Make proposed available by default? [was: Setting NotAutomatic for hirsute+1-proposed]
Heinrich Schuchardt
heinrich.schuchardt at canonical.com
Fri May 3 06:43:11 UTC 2024
On 5/3/24 08:23, Michael Hudson-Doyle wrote:
>
>
> On Fri, 3 May 2024 at 03:05, Heinrich Schuchardt
> <heinrich.schuchardt at canonical.com
> <mailto:heinrich.schuchardt at canonical.com>> wrote:
>
> On 02.05.24 16:46, Robie Basak wrote:
> > On Thu, May 02, 2024 at 04:05:31PM +0200, Heinrich Schuchardt wrote:
> >> Often I see apt-get update downloads exceeding 100 MiB. That is
> without a
> >> single package download.
> >
> > I think it might be worth quantifying this.

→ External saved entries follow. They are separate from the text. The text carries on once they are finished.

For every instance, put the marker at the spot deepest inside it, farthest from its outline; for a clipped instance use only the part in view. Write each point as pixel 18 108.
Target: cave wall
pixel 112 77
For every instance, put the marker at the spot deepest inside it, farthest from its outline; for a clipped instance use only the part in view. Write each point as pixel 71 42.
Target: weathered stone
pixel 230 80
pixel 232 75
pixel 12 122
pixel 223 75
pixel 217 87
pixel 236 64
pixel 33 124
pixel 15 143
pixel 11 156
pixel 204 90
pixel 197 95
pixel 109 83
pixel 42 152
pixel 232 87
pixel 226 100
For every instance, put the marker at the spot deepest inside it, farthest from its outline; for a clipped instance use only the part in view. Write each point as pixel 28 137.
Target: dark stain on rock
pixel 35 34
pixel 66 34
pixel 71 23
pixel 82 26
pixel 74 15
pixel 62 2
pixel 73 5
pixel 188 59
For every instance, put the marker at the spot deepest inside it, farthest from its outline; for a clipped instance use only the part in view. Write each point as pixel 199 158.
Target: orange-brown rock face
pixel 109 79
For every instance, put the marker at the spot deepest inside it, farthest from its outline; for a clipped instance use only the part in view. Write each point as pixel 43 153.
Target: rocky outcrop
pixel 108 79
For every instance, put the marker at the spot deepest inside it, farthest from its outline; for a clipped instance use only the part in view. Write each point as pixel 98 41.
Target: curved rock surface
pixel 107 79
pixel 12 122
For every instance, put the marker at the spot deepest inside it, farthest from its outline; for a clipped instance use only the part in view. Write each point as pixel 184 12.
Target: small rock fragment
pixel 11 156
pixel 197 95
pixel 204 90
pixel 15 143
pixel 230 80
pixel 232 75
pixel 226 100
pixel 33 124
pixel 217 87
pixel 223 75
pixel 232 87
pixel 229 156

Right now, for amd64
> > proposed pocket Packages.xz files for the following:
>
> This is what I see:
<snip />> Translation-en [118 kB]
> Fetched 147 MB in 10s (14,3 MB/s)
>
>
> Reading package lists... Done
>
>
> Yes sure but that's not the common experience for at least three reasons:
>
> 1. it's the devel series so the release pocket gets republished all
> the time
> 2. you have apt-file installed and are downloading the Contents files.
> those are always big
> 3. you have deb-src enabled (this makes much less difference than the
> previous 2 though)
>
> If we want to make apt update quicker / lighter on resources we should
> figure out if we can stop publishing some of the hashes (which entirely
> dominate the size of the compressed package lists). We currently have 4
> hashes in the lists (md5, sha1, sha256, sha512) -- I know Dimitri was
> trying to get us to the point that we could stop publishing MD5 at least
> but there are a few things out there that hardcode a dependence on it.
> Maybe oracular is a good time to turn off some hashes and see what breaks.
>
With unattended upgrades or cron-apt the meta information is downloaded
at least daily. Most of the downloaded data doesn't change.
On Debian I have seen apt-update downloading diff files. Why don't we
use those for Ubuntu especially for the large files like Contents?